Farther south is a colony of 20 to 40 million bats, and according to Bat Conservation International, the emergence is even more spectacular.

The Austinites love the bats now—or the bulk of them, anyway—but it wasn't always so. In the mid-80s, when the bats moved in, the American-Statesman unilaterally declared a public health crisis, mostly because everyone knows that bats carry disease, drink blood, and are really blood-sucking vampires. In reality, of course, bats tend to inhibit the spread of disease by eating insects, but facts have rarely inhibited good yellow journalism.
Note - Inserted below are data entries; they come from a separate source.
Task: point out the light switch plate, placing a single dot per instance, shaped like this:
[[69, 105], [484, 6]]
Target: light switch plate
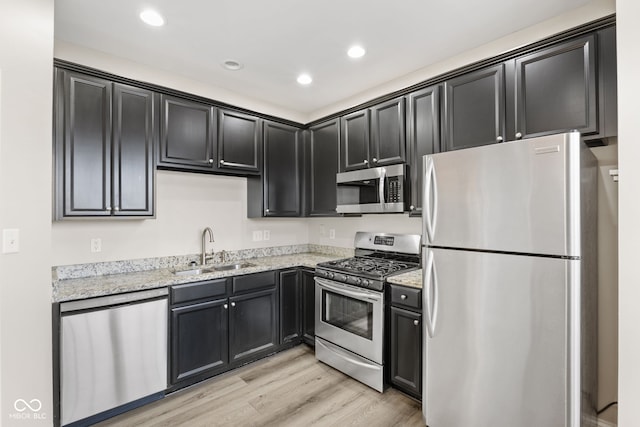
[[10, 240]]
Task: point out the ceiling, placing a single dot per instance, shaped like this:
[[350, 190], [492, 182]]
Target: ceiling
[[277, 40]]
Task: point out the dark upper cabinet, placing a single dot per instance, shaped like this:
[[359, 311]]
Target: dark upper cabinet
[[253, 325], [374, 136], [239, 142], [405, 351], [388, 133], [556, 90], [354, 140], [308, 306], [323, 149], [187, 137], [423, 137], [199, 336], [104, 140], [278, 191], [290, 306], [474, 109]]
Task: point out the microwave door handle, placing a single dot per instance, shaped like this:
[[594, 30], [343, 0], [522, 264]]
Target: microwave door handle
[[383, 178]]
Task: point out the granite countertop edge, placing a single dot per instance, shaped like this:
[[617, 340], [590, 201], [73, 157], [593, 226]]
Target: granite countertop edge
[[90, 287]]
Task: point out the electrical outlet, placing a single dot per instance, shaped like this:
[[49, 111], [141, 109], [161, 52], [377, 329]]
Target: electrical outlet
[[96, 245], [10, 241]]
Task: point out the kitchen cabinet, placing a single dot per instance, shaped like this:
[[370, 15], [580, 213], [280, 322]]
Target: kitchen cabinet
[[198, 329], [423, 135], [474, 109], [405, 340], [277, 193], [187, 135], [104, 139], [324, 148], [308, 306], [373, 137], [290, 306], [239, 142]]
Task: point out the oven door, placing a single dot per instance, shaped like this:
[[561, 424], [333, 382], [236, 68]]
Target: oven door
[[350, 317]]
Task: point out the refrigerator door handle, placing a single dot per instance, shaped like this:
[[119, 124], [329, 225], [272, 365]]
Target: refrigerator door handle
[[430, 200], [431, 288]]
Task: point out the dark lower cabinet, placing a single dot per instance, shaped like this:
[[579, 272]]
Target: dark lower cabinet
[[290, 306], [199, 339], [404, 368], [308, 306], [253, 325]]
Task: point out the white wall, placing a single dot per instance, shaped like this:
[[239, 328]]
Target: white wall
[[628, 33], [26, 50]]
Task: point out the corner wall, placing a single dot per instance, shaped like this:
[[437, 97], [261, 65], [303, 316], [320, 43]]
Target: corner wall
[[26, 52]]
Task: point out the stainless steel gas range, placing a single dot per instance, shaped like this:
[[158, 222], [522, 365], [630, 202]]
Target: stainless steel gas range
[[350, 303]]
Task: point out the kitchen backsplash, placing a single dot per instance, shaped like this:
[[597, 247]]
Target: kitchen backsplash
[[63, 272]]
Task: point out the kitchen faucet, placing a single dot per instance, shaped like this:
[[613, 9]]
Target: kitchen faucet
[[204, 255]]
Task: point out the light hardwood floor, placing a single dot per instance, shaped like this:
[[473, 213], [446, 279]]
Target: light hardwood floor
[[287, 389]]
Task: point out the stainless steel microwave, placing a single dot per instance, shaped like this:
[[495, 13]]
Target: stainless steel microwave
[[373, 190]]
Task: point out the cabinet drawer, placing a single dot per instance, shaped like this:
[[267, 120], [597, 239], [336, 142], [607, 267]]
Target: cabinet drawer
[[252, 282], [409, 297], [199, 290]]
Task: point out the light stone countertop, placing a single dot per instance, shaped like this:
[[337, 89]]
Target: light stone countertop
[[411, 279], [88, 287]]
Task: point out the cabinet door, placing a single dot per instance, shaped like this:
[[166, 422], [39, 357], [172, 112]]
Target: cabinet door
[[405, 364], [556, 90], [423, 125], [308, 307], [187, 133], [282, 170], [133, 142], [290, 306], [355, 141], [253, 325], [199, 335], [388, 133], [239, 142], [474, 109], [83, 145], [324, 148]]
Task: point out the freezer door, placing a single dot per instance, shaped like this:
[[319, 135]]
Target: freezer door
[[497, 340], [522, 196]]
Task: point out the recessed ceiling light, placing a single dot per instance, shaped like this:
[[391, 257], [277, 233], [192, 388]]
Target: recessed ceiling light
[[304, 79], [356, 52], [231, 64], [151, 17]]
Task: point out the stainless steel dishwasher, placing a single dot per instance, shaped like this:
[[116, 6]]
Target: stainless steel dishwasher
[[113, 351]]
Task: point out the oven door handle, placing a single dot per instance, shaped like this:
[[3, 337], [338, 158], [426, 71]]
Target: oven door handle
[[342, 290]]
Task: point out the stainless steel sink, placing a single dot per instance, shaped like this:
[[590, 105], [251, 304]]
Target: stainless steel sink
[[234, 266], [203, 270]]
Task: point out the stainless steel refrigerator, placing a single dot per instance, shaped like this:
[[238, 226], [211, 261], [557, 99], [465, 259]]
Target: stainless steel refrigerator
[[510, 285]]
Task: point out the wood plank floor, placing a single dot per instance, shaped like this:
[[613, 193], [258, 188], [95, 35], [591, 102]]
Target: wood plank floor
[[287, 389]]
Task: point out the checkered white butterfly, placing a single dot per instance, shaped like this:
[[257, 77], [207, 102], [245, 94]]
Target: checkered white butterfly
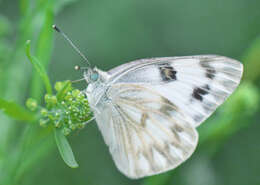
[[148, 110]]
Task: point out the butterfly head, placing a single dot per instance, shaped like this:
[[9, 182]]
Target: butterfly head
[[95, 75]]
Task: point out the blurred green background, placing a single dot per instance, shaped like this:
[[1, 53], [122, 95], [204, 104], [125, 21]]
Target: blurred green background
[[111, 33]]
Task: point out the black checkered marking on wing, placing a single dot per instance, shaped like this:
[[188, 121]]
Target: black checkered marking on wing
[[210, 71], [167, 72], [198, 92]]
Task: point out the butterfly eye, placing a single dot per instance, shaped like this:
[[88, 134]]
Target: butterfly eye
[[94, 76]]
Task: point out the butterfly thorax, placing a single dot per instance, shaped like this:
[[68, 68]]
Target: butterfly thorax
[[97, 86]]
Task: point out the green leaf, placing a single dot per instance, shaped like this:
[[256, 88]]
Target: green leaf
[[65, 149], [252, 62], [39, 68], [44, 46], [24, 6], [15, 111]]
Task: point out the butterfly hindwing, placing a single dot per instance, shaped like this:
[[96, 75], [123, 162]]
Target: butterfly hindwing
[[148, 134]]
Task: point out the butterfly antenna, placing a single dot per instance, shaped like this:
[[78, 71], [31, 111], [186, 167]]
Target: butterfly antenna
[[71, 43]]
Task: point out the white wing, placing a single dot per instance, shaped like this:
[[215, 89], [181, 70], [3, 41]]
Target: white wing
[[152, 107], [197, 84], [145, 132]]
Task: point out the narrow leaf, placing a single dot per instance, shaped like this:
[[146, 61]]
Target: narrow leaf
[[65, 149], [15, 111], [44, 46], [39, 68]]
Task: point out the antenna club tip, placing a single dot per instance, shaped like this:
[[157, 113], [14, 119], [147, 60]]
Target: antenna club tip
[[55, 28], [77, 67]]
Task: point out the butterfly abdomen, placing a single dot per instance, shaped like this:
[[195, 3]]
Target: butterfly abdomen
[[167, 72]]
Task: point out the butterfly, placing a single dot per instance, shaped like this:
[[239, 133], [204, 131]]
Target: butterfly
[[148, 110]]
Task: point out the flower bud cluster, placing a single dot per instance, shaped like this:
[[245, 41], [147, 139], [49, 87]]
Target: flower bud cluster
[[68, 109]]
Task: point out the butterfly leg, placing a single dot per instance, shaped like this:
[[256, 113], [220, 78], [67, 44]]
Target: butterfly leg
[[89, 120]]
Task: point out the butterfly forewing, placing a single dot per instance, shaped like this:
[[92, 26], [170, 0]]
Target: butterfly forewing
[[151, 108], [197, 85]]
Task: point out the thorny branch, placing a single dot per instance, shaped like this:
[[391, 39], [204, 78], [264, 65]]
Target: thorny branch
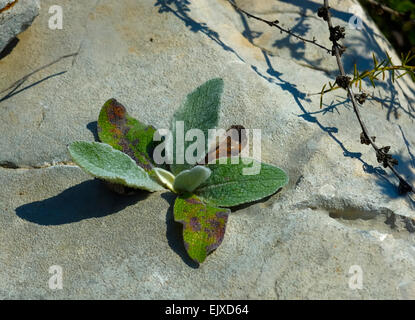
[[345, 82], [276, 24], [337, 33]]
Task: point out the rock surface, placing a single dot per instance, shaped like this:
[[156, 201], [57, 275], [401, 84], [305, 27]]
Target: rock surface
[[15, 17], [338, 212]]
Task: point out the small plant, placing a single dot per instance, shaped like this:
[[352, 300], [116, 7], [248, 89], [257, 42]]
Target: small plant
[[204, 191]]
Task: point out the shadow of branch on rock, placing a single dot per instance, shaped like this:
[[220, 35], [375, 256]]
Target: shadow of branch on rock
[[89, 199]]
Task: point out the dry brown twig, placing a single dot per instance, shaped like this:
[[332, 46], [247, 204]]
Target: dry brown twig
[[344, 81]]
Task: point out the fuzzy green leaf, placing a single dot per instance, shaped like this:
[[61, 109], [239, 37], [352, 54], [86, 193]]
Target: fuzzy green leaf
[[199, 111], [189, 180], [203, 225], [107, 163], [124, 133], [228, 186]]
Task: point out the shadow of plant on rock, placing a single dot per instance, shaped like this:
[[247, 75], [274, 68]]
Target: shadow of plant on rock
[[89, 199]]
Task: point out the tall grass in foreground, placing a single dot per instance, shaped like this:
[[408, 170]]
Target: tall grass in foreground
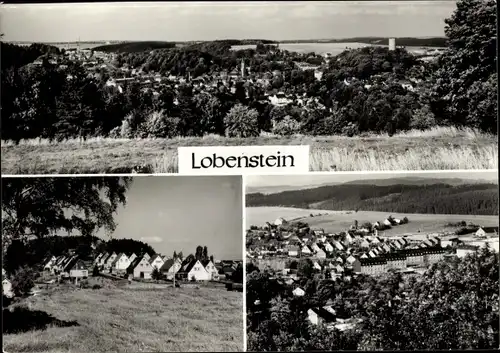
[[435, 149]]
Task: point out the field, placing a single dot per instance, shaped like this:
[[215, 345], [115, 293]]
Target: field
[[336, 221], [136, 318], [437, 149], [320, 48]]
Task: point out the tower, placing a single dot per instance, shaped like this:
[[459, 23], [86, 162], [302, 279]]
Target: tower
[[242, 68], [392, 43]]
Today the colony is, well, an attraction. All the tourists I met had gone or were planning to go, and you can buy postcards of the bats at the convenience stores nearby. The American-Statesman has come around as well, and now provides free parking in the evenings for bat-watchers.

Best of all, there's a bat statue at the corner of South Congress and Barton Springs Road. It may look more like the bat of the Batsignal than an actual living, flying bat, but still, it's easier to find—and more recognizable—than the statue of Stevie Ray Vaughan.